DARA CALLEARY
Fianna Fáil deputy leader Dara Calleary’s promotion to Minister for Agriculture has addressed one controversial error of the new Government – the omission of a senior member of Cabinet from the west of Ireland.
After a major backlash when he was appointed government chief whip, rather than to a senior ministerial portfolio, the Mayo TD has finally been rewarded for playing a key role in the government formation talks and loyalty to the party leader.
The 47-year-old from Ballina has Fianna Fáil in his DNA. The Mayo TD has been in the Dáil since 2007 and the following year became chairman of Ógra Fianna Fáil, the party’s youth wing.

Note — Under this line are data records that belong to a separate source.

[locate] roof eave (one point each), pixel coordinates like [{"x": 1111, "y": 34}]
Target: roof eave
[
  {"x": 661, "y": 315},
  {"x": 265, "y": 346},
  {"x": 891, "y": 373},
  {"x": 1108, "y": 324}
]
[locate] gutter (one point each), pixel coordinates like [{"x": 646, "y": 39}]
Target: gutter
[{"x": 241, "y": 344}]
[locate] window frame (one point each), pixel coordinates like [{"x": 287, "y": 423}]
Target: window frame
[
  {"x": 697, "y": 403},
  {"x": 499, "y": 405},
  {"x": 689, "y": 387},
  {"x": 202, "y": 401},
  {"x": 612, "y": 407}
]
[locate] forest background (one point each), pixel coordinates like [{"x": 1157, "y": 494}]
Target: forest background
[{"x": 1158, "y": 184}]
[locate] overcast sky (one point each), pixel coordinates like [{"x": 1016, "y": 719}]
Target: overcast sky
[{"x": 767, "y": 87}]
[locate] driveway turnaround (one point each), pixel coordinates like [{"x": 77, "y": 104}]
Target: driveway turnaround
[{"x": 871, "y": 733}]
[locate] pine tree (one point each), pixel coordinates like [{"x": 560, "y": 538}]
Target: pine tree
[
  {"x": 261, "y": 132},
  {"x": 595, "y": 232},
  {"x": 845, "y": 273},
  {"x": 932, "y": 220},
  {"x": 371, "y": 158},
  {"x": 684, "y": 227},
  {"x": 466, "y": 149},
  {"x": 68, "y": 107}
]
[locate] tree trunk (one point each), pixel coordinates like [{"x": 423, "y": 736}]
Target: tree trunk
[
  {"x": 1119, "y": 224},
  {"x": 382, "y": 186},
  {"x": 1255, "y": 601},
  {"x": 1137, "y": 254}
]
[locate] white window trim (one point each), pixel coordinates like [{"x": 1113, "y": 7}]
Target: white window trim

He is the son of late TD and former minister of state Seán Calleary, and his grandfather Phelim also served as a Mayo TD.
Affable and steady, highly popular with party colleagues, he is viewed as one of the party’s diplomats and a safe pair of hands.
He served as minister of state for labour affairs and public service transformation from 2009 to 2011 in the doomed Fianna Fáil-Green Party coalition.
JACK CHAMBERS
Just over two weeks after he was appointed minister of state for finance, Jack Chambers has been promoted to Government Chief Whip and becomes a super junior Minister. He has also been assigned responsibility for the Gaeltacht. The 29-year-old was born in Galway but moved to Dublin west at a young age. He is a Fianna Fáil TD for the constituency, first elected in 2016 on his first attempt and then re-elected in 2020 and before that served as a Fingal county councillor.
A frequent media contributor in opposition, he proved aggressive and impetuous in some debates during the 2020 general election.
He studied medicine at the Royal College of Surgeons in Ireland but set it aside as he moved into full-time politics and only earlier this year completed and passed his final two exams to complete his medical degrees.
SEÁN FLEMING
Best known for his role as chairman of the Dáil’s influential Public Accounts Committee, Seán Fleming has been a TD since 1997 when he was first elected to Laois-Offaly.
Aged 62 he becomes a Minister of State for Finance with responsibility for Financial Services, Credit Unions and Insurance.
He is a constituency colleague of former minister Barry Cowen, whose dismissal led to the new ministerial appointments.
Married with one adult son, he lives in Castletown, Co Laois. He holds a degree in commerce from UCD and is a chartered accountant, an expertise that has served him well on the Public Accounts Committee, the State’s financial watchdog, where he proved forensic on controversies including financial irregularities in the Football Association of Ireland (FAI).
He also served for a number of years as Fianna Fáil’s financial director and as a treasurer for his local GAA club.